In the case of your naming issues you may want to have different directories where you place your static / dll's. You can do do this in visual studio by using the configuration manager, not sure how it is under the express version.
I think you need to try and actually understand the new toolset rather than just try and squish it into your current understanding of your existing tools. For that, the best way, IMHO, is for you to try and start to use Visual Studio as Microsoft intended and then once you can build a simple project in the IDE you can move to building it using your preferred make system but do so with an understanding of how the IDE is using its make system to set things up for that build (which WILL work).
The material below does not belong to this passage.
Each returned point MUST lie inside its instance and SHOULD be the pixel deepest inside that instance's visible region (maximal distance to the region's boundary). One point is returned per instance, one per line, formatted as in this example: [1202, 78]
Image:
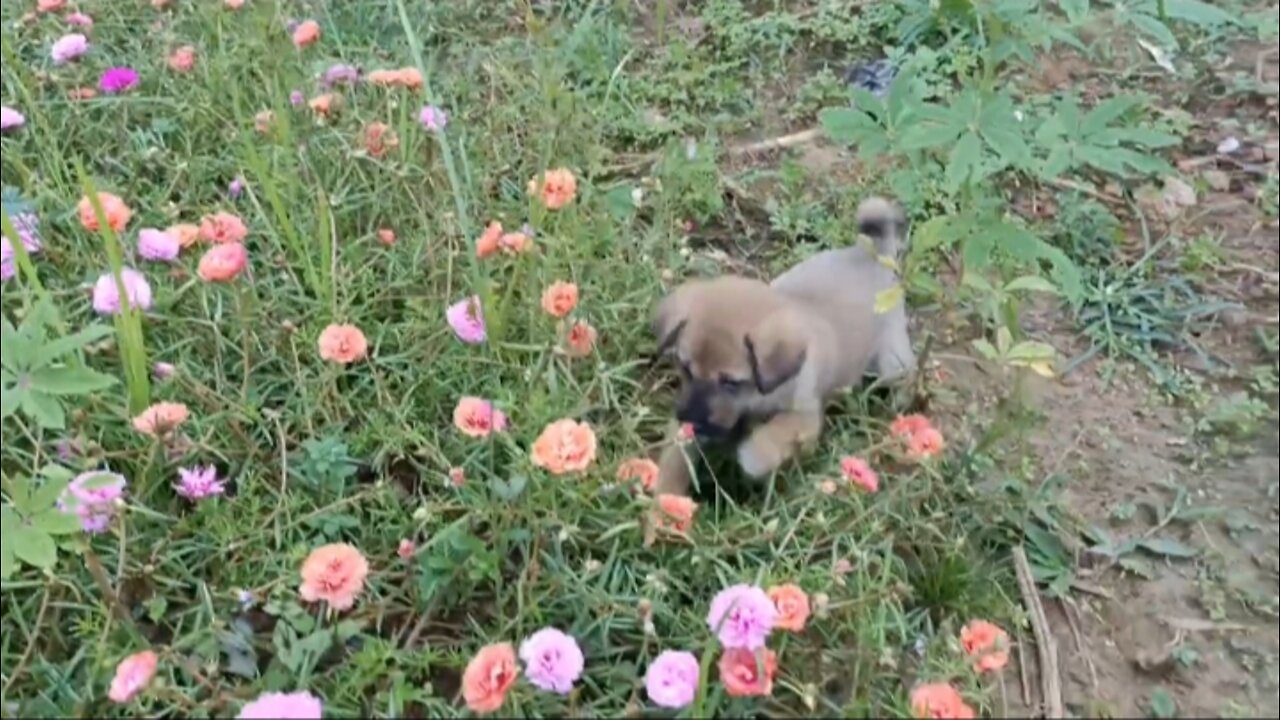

So, for example, for part 1 of your question you want to create a simple static library project and a simple dll project and look at the linker options tabs. Jump to the 'Command line' view and you'll see that a DLL uses the /OUT linker option to set the name and location of the dll file and the /LIB linker option to set the name and location of the import library. With a static library only the /OUT option is used and it indicates the name of the static lib. It's true that if you're building a static lib and a DLL from the same source and you have both the /LIB for the dll set to MyCrossPlatformCode.lib and /OUT set to MyCrossPlatformCode.dll then you may have problems if you also build a static lib with an /OUT switch of MyCrossPlatformCode.lib... Simply don't do that; either build the static libs to a different output directory (which is what OpenSSL does), or, better (IMHO), mangle the names somewhat so that you have MyCrossPlatformCode.lib/.dll and MyCrossPlatformCode_static.lib (which is what STLPort does).
Note that you might also want to mangle in (or account for) building with different versions of the Microsoft tool chain (so you might end up with stlport_vc8_x64d_static.5.1, perhaps).
An alternative approach, if you really can't face the thought of understanding your toolset, is that you could take a look at some of the popular open source systems that build quite fine on Windows and Unix systems; OpenSSL and STLPort for a start, perhaps.